See below for brief explanations.

Main modules

These are the primary modules that you need to use deprl as an RL training library.

main - train policies

The train command receives a settings file and trains an RL agent. The training file should contain all information about the desired algorithm, environment, number of training iterations, …

Take a look at the config_files header in the docs for more information on how to create a settings file and to see which ones we provide.

This function also creates an output folder with the trained policy checkpoints, as well as a log.csv file that contains all information that was logged during the training process and a config.yaml that contains training settings. Here is an example folder structure for a baseline we trained, we will refer to this structure in later sections.

Note

The saving mechanism for SCONE/Hyfydy is slightly different from the default, improving integration with the remaining SCONE features. When a sconegym experiment is detected, the experiment is automatically saved to the results folder defined in the SCONE interface.

myoLegWalk_20230514/
    │
    ├── myoLeg/
    │   │
    │   └───230514.142312/
    │       │
    │       ├── config.yaml
    │       ├── log.csv
    │       ├── checkpoints/
    │       │   ├── step_1000000.pt
    │       │   ├── step_2000000.pt
    │       │   └── ...
    │       └── ...
    └── ...

Usage:

python -m deprl.main experiments/settings.yaml

play - render policies

This function allows you to render and execute trained policies. You can modify it to collect metrics, or just use it to visualize your policy.
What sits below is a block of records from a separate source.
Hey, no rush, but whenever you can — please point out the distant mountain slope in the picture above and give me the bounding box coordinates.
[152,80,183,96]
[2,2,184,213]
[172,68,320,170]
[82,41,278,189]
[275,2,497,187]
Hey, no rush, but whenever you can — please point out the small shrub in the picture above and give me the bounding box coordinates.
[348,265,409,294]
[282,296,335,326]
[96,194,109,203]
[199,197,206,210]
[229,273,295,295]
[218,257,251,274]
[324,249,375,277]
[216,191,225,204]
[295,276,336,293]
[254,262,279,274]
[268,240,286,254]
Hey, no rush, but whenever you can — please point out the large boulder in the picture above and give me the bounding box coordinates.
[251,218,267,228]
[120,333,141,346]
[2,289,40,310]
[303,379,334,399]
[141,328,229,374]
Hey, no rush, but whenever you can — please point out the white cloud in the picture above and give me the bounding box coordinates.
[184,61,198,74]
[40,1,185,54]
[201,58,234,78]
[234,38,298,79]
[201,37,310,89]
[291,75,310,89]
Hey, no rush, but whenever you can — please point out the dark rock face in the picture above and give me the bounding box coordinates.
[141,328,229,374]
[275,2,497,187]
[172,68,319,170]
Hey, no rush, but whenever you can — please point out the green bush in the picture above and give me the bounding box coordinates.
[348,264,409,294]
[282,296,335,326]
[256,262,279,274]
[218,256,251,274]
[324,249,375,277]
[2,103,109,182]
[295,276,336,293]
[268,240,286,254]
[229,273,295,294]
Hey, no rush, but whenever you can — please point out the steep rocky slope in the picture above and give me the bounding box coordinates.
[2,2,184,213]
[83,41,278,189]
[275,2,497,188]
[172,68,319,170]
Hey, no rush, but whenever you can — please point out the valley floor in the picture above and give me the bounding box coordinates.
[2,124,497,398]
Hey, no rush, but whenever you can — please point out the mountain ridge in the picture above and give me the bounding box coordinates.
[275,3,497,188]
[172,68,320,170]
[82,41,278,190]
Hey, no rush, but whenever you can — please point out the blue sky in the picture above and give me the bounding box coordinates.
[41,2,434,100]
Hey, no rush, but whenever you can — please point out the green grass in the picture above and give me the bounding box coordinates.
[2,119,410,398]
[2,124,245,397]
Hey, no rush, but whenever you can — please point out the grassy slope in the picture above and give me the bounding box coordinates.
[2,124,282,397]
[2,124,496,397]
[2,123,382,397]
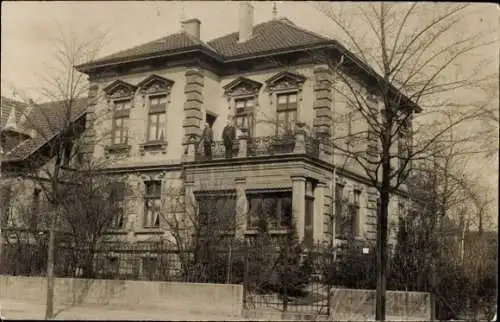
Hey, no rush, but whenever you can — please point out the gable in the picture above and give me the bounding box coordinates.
[223,76,262,96]
[137,75,174,94]
[266,71,306,91]
[103,80,137,97]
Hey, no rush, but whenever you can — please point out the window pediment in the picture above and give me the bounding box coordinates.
[137,75,174,94]
[103,80,137,98]
[266,71,306,91]
[223,77,262,96]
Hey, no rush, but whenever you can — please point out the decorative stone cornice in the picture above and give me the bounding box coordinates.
[103,79,137,98]
[223,76,262,96]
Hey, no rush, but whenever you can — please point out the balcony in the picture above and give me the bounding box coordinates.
[186,123,330,162]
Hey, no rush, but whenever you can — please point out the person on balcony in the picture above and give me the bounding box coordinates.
[201,123,214,159]
[222,119,236,159]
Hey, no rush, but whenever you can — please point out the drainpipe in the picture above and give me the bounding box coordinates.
[0,145,3,266]
[330,54,344,254]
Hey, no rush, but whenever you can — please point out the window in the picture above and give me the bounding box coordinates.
[247,192,292,230]
[197,195,236,234]
[112,100,131,144]
[276,92,297,135]
[335,183,345,237]
[323,203,333,237]
[304,196,314,247]
[144,181,161,228]
[345,112,354,150]
[33,188,42,216]
[102,256,120,278]
[147,95,167,141]
[235,97,255,131]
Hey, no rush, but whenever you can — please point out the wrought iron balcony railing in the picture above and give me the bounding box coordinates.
[191,135,321,161]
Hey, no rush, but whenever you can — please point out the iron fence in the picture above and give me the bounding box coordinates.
[1,239,378,314]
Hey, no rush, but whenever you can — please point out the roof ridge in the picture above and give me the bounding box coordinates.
[180,30,217,54]
[271,17,334,40]
[94,31,188,62]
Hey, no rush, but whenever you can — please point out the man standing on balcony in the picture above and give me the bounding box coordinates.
[201,123,214,159]
[222,119,236,158]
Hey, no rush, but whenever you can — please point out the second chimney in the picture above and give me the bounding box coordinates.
[181,18,201,39]
[239,1,253,42]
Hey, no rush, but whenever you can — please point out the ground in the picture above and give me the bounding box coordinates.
[0,300,246,321]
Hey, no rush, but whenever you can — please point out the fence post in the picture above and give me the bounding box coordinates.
[281,238,289,312]
[243,247,249,309]
[326,250,334,317]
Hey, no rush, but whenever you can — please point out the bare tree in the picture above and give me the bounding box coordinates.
[58,162,127,278]
[390,155,496,319]
[312,3,494,320]
[1,20,106,318]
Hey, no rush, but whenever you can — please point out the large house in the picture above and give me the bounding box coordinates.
[2,2,414,254]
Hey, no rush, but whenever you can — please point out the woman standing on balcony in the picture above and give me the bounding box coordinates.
[201,123,214,158]
[222,119,236,158]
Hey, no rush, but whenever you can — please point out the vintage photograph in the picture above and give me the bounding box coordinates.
[0,1,500,321]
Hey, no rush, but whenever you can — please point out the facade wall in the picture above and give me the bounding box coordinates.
[1,53,412,247]
[220,65,314,136]
[91,67,186,166]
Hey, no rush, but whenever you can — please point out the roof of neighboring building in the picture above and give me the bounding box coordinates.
[0,96,28,129]
[208,18,333,58]
[2,97,87,161]
[92,31,218,64]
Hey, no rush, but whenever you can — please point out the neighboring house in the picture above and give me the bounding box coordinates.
[76,2,416,248]
[2,2,418,252]
[0,97,87,237]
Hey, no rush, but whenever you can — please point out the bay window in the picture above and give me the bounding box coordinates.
[111,99,131,145]
[144,181,161,228]
[276,92,297,136]
[147,95,167,142]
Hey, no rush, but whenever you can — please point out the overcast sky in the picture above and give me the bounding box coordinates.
[1,1,499,229]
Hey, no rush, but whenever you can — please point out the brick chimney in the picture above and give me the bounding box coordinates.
[239,1,253,42]
[181,18,201,39]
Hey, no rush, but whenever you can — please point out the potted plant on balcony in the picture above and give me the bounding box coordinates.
[269,128,295,153]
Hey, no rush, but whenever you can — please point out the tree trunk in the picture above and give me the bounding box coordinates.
[45,212,56,320]
[375,111,392,321]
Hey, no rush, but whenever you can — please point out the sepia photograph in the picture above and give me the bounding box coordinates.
[0,0,500,321]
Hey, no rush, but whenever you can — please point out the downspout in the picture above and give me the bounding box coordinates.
[330,54,344,256]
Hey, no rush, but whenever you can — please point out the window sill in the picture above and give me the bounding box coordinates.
[134,227,165,235]
[104,144,132,154]
[244,229,290,235]
[139,141,168,155]
[104,228,127,235]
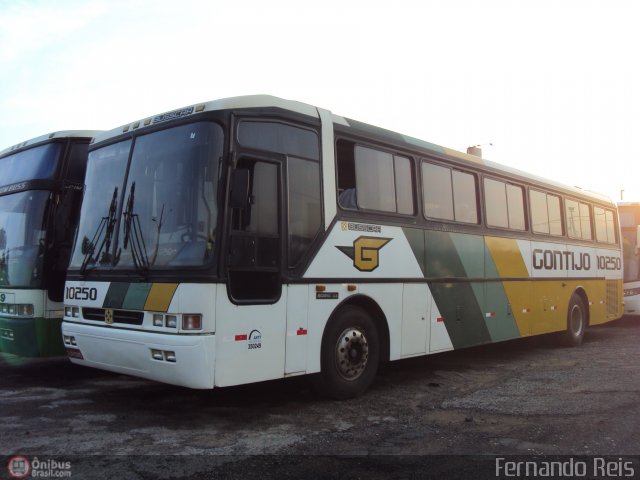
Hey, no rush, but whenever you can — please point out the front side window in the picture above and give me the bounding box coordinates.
[593,207,616,244]
[336,140,414,215]
[422,162,478,224]
[0,190,49,288]
[564,199,592,240]
[529,190,562,236]
[0,143,62,186]
[287,157,322,267]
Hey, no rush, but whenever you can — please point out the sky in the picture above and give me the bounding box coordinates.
[0,0,640,201]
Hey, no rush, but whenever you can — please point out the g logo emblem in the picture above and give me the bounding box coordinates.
[336,237,392,272]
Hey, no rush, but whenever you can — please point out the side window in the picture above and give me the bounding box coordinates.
[287,157,322,267]
[529,190,562,236]
[422,162,454,220]
[67,142,89,182]
[484,178,526,230]
[593,207,616,244]
[422,162,478,224]
[336,140,414,215]
[355,145,396,212]
[238,120,320,160]
[564,199,593,240]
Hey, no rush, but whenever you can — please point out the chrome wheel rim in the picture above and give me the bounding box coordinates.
[335,327,369,381]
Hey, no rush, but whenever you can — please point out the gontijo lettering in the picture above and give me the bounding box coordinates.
[532,248,622,271]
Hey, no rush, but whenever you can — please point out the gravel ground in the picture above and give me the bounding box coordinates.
[0,318,640,479]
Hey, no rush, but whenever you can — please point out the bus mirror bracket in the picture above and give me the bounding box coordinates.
[229,168,249,209]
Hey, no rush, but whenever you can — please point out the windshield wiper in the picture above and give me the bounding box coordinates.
[80,187,118,275]
[118,182,149,276]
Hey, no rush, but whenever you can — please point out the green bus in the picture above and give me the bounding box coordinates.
[0,131,98,357]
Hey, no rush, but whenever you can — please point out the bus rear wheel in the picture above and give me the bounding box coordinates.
[315,305,380,400]
[564,293,587,347]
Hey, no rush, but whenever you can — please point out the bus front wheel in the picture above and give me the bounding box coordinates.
[564,293,587,347]
[315,305,380,400]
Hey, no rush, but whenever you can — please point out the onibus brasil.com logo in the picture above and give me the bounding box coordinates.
[7,455,71,478]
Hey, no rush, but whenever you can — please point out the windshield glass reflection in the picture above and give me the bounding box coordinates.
[0,191,49,288]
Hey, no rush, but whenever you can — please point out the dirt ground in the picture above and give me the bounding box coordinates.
[0,318,640,479]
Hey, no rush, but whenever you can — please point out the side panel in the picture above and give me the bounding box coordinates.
[0,288,64,357]
[401,283,431,357]
[215,285,289,387]
[284,285,310,375]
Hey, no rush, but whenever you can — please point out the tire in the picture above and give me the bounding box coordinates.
[314,305,380,400]
[564,293,587,347]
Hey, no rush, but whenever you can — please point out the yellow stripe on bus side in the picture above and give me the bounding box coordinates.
[485,237,534,337]
[485,237,529,278]
[144,283,178,312]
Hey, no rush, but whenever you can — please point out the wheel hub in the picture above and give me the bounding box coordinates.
[335,327,369,380]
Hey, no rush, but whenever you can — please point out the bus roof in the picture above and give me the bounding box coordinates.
[94,95,614,205]
[0,130,102,157]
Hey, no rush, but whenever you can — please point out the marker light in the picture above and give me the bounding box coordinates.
[153,313,164,327]
[151,349,164,360]
[182,313,202,330]
[165,315,178,328]
[0,303,34,317]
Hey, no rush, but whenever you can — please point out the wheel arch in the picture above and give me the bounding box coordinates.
[569,286,591,326]
[322,294,390,362]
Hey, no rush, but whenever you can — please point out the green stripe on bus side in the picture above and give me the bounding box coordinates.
[102,282,131,308]
[403,228,520,348]
[483,241,521,342]
[0,317,64,357]
[425,230,491,348]
[122,283,152,310]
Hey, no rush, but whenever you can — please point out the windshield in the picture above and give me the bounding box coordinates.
[0,190,49,288]
[0,143,61,185]
[71,122,223,271]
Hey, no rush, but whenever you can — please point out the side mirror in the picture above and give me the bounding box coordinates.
[229,168,249,208]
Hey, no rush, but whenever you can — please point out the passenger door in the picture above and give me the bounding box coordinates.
[215,156,287,386]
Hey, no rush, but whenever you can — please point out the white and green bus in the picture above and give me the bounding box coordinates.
[618,202,640,315]
[62,96,622,398]
[0,131,97,357]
Note that the last folder in the experiment subdirectory has to be given to the play function. In our example, the command to render this policy would be:

python -m deprl.play --path myoLegWalk_20230514/myoLeg/230514.142312/

On top of the commands included by TonicRL, deprl also provides some additional arguments:

--no_render: Prevent the play function from rendering.
--noisy: Use the Gaussian MPO policy instead of the deterministic one.
--num_episodes N: Play N episodes.

plot - plot training data

This function can plot recorded training data from the log.csv file in the experiment directory. See TonicRL README for more details.

Usage:

python -m deprl.plot --path myoLegWalk_20230514/myoLeg/230514.142312/

log - log training data to wandb

This convenience function takes the created log.csv file and parses it. The read information is uploaded to wandb, where users can create their own dashboards to analyze it. The log-function periodically checks if the log-file has been updated and transmits the new information. The use requires users to install wandb and to create a user account.

Usage:

python -m deprl.log --path myoLegWalk_20230514/myoLeg/230514.142312/log.csv

It allows two additional CLI arguments:

--project: The name of the wandb project to which the data should be uploaded.
--user: The name of the wandb user that it should be uploaded to. Once wandb is configured, you can leave this blank.